Though Hochul announced “the parameters of a conceptual agreement” on a $237 billion state budget, she said that Albany leaders had not yet finalized negotiations over mayoral control. Hochul told reporters she was pushing to extend New York City’s 20-year-old governance model — a move that would keep Mayor Eric Adams at the helm of the nation’s largest school system.

“There’s still time to see if we can get this worked out,” she said. “There’s a lot of complications with that.”

The city’s school governance structure, which expires on June 30, gives the mayor the power to select a schools chancellor and appoint a majority of members to the Panel for Educational Policy, or PEP, a city board that votes on major policy proposals and contracts. In a budget proposal earlier this year, Hochul had called for a four-year extension of mayoral control.

In 2022, lawmakers struck a deal to extend mayoral control for two years, despite Hochul pushing for a longer extension.

For months, lawmakers have argued the future of the city’s polarizing school governance structure should be determined outside of the budget process. But during last-minute negotiations on the two-weeks-late budget, the possibility of extending mayoral control reentered discussions.

“We have had some very positive conversations, but obviously, the devil’s in the details,” Hochul said. “So that’s why I’m being very careful and saying that this is a conceptual agreement, not the entire budget.”

In a statement, State Sen. John Liu, a Queens Democrat who chairs the Senate’s New York City education committee, said, “The governor is pushing the issue in budget negotiations and a short-term extension of mayoral control may be included along with stronger accountability measures for meeting class size requirements.

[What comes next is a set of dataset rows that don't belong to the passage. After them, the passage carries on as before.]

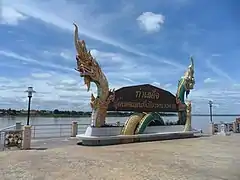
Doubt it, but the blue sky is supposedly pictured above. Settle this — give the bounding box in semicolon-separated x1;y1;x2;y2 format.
0;0;240;113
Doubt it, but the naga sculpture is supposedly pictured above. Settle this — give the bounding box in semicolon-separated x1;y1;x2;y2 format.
74;24;114;127
176;57;195;125
184;101;192;131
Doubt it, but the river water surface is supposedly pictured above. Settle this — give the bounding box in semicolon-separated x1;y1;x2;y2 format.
0;116;236;131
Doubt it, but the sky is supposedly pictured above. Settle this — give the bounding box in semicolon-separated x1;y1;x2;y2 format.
0;0;240;114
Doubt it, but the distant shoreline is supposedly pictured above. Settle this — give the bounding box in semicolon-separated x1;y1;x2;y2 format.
0;114;240;118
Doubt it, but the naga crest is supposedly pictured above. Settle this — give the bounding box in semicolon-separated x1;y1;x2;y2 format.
73;23;103;91
186;101;192;113
183;57;195;91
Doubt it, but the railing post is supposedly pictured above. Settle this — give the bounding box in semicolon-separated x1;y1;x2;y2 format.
16;122;22;130
22;126;32;150
71;121;78;137
209;122;215;135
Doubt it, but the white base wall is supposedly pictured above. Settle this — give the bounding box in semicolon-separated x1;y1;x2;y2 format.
84;125;184;136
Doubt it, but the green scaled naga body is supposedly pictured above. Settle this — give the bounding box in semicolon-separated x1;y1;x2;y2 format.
176;57;195;125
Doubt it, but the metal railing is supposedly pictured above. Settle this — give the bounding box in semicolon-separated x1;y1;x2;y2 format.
0;125;16;149
0;122;123;141
31;123;89;139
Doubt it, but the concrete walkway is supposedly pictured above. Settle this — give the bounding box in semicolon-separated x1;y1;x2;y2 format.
0;134;240;180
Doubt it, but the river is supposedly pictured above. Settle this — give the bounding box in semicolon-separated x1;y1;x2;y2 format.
0;116;236;131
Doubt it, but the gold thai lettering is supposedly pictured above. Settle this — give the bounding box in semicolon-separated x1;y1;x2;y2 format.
115;100;173;109
136;89;160;99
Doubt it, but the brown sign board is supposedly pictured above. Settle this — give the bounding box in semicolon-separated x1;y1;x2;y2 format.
108;84;177;112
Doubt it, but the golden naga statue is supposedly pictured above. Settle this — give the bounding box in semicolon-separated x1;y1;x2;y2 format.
184;101;192;131
74;24;115;127
176;56;195;125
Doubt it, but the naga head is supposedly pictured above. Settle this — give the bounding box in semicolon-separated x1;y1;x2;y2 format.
184;57;195;95
73;23;102;91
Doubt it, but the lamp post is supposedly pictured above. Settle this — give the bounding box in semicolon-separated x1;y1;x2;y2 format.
25;87;36;126
208;100;213;123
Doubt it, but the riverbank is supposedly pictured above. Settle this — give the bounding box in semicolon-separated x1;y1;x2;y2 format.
0;134;240;180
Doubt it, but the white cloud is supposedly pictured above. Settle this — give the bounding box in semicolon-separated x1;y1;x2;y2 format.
31;73;52;79
206;59;234;83
0;5;27;25
203;78;216;83
137;12;165;33
0;50;74;71
0;0;184;69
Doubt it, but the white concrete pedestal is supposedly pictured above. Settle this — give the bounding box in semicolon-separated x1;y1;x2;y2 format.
22;126;32;150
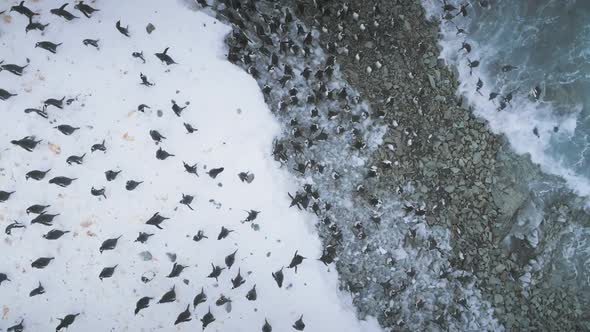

“The mayor wants what he calls mayoral accountability,” he said. “So he should agree to being held accountable.”

Adams praised the preliminary budget agreement in a statement and said, “We will continue to fight for New Yorkers on crucial issues, especially preserving mayoral accountability as we advocate to support public school children and families.”

Schools to see $1.3 billion increase in funding

The looming budget agreement would represent a $1.3 billion increase in school aid, allocating roughly $500 million more to New York’s schools than Hochul proposed earlier this year, according to figures she shared on Monday.

It’s the highest level of school aid in history, and comes as the governor and lawmakers have clashed over the state’s funding formula.

Hochul’s earlier proposal included two controversial changes to Foundation Aid, the state formula that calculates how much funding each school district receives and sends more dollars to higher-need districts. The adjustments proposed altering how the formula accounted for inflation and modifying a provision that prevented districts who saw enrollment drops from losing money.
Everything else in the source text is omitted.